A dispute game interface is defined to allow for multiple implementations of dispute games to exist. If multiple dispute games run in production, it gives a similar security model as having multiple protocol clients, as a bug in a single dispute game will not result in the bug becoming consensus.
For added context, we define a few types that are used in the following snippets.
/// @notice The type of proof system being used.
enum GameType {
/// @dev The game will use a `IDisputeGame` implementation that utilizes fault proofs.
FAULT,
/// @dev The game will use a `IDisputeGame` implementation that utilizes validity proofs.
VALIDITY,
/// @dev The game will use a `IDisputeGame` implementation that utilizes attestation proofs.
ATTESTATION
}
/// @notice The current status of the dispute game.
enum GameStatus {
/// @dev The game is currently in progress, and has not been resolved.
IN_PROGRESS,
/// @dev The game has concluded, and the `rootClaim` was challenged successfully.
CHALLENGER_WINS,
/// @dev The game has concluded, and the `rootClaim` could not be contested.
DEFENDER_WINS
}
/// @notice A dedicated timestamp type.
type Timestamp is uint64;
/// @notice A `Claim` type represents a 32 byte hash or other unique identifier for a claim about
/// a certain piece of information.
/// @dev For the `FAULT` `GameType`, this will be a root of the merklized state of the fault proof
/// program at the end of the state transition.
/// For the `ATTESTATION` `GameType`, this will be an output root.
type Claim is bytes32;The dispute game factory is responsible for creating new DisputeGame contracts
given a GameType and a root Claim. Challenger agents will listen to the
DisputeGameCreated events that are emitted by the factory as well as other events
that pertain to detecting fault (i.e. OutputProposed(bytes32,uint256,uint256,uint256)) in order to keep up
with on-going disputes in the protocol.
A clones-with-immutable-args factory
(originally by @wighawag, but forked by @Saw-mon-and-Natalie) is used to create Clones. Each GameType has
a corresponding implementation within the factory, and when a new game is created, the factory creates a
clone of the GameType's pre-deployed implementation contract.
The rootClaim of created dispute games can either be a claim that the creator agrees or disagrees with.
This is an implementation detail that is left up to the IDisputeGame to handle within its resolve function.
When the DisputeGameFactory creates a new DisputeGame contract, it calls initialize() on the clone to
set up the game.
/// @title IDisputeGameFactory
/// @notice The interface for a DisputeGameFactory contract.
interface IDisputeGameFactory {
/// @notice Emitted when a new dispute game is created
/// @param disputeProxy The address of the dispute game proxy
/// @param gameType The type of the dispute game proxy's implementation
/// @param rootClaim The root claim of the dispute game
event DisputeGameCreated(address indexed disputeProxy, GameType indexed gameType, Claim indexed rootClaim);
/// @notice `games` queries an internal a mapping that maps the hash of `gameType ++ rootClaim ++ extraData`
/// to the deployed `DisputeGame` clone.
/// @dev `++` equates to concatenation.
/// @param gameType The type of the DisputeGame - used to decide the proxy implementation
/// @param rootClaim The root claim of the DisputeGame.

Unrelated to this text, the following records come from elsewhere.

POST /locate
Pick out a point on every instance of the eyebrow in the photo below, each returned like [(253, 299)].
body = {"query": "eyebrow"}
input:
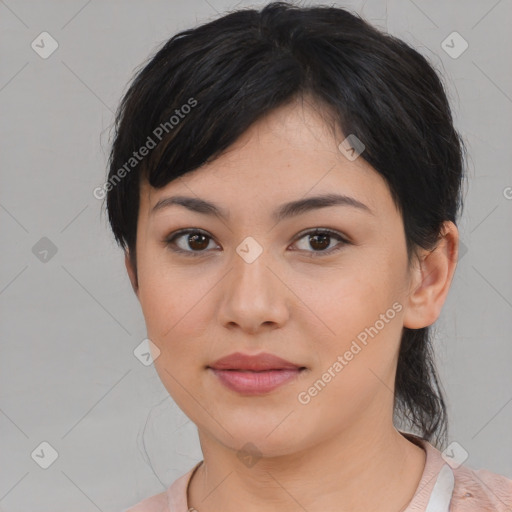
[(284, 211)]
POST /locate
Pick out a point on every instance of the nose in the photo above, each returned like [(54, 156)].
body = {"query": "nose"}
[(254, 296)]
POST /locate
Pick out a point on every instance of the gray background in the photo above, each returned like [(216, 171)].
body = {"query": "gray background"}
[(69, 324)]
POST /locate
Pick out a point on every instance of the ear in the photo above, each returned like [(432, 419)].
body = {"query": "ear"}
[(132, 273), (431, 279)]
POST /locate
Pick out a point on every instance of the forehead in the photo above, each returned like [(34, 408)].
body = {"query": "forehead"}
[(289, 154)]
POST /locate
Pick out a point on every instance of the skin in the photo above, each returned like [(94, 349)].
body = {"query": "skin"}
[(340, 451)]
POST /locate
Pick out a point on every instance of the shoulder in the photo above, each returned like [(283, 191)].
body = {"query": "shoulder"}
[(156, 503), (173, 499), (481, 490), (464, 488)]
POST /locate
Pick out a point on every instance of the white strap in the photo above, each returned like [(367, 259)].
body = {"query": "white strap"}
[(442, 492)]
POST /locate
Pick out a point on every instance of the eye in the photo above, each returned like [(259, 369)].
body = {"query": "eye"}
[(195, 242), (195, 239), (320, 240)]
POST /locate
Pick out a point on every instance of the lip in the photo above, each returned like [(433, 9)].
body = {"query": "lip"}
[(254, 374), (256, 363)]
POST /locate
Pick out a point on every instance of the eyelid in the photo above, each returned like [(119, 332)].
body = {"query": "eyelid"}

/// @param extraData Any extra data that should be provided to the created dispute game.
/// @return _proxy The clone of the `DisputeGame` created with the given parameters. Returns `address(0)` if nonexistent.
function games(GameType gameType, Claim rootClaim, bytes calldata extraData) external view returns (IDisputeGame _proxy);
/// @notice `gameImpls` is a mapping that maps `GameType`s to their respective `IDisputeGame` implementations.
/// @param gameType The type of the dispute game.
/// @return _impl The address of the implementation of the game type. Will be cloned on creation of a new dispute game
/// with the given `gameType`.
function gameImpls(GameType gameType) public view returns (IDisputeGame _impl);
/// @notice The owner of the contract.
/// @dev Owner Permissions:
/// - Update the implementation contracts for a given game type.
/// @return _owner The owner of the contract.
function owner() public view returns (address _owner);
/// @notice Creates a new DisputeGame proxy contract.
/// @param gameType The type of the DisputeGame - used to decide the proxy implementation
/// @param rootClaim The root claim of the DisputeGame.
/// @param extraData Any extra data that should be provided to the created dispute game.
function create(GameType gameType, Claim rootClaim, bytes calldata extraData) external returns (IDisputeGame proxy);
/// @notice Sets the implementation contract for a specific `GameType`
/// @dev May only be called by the `owner`.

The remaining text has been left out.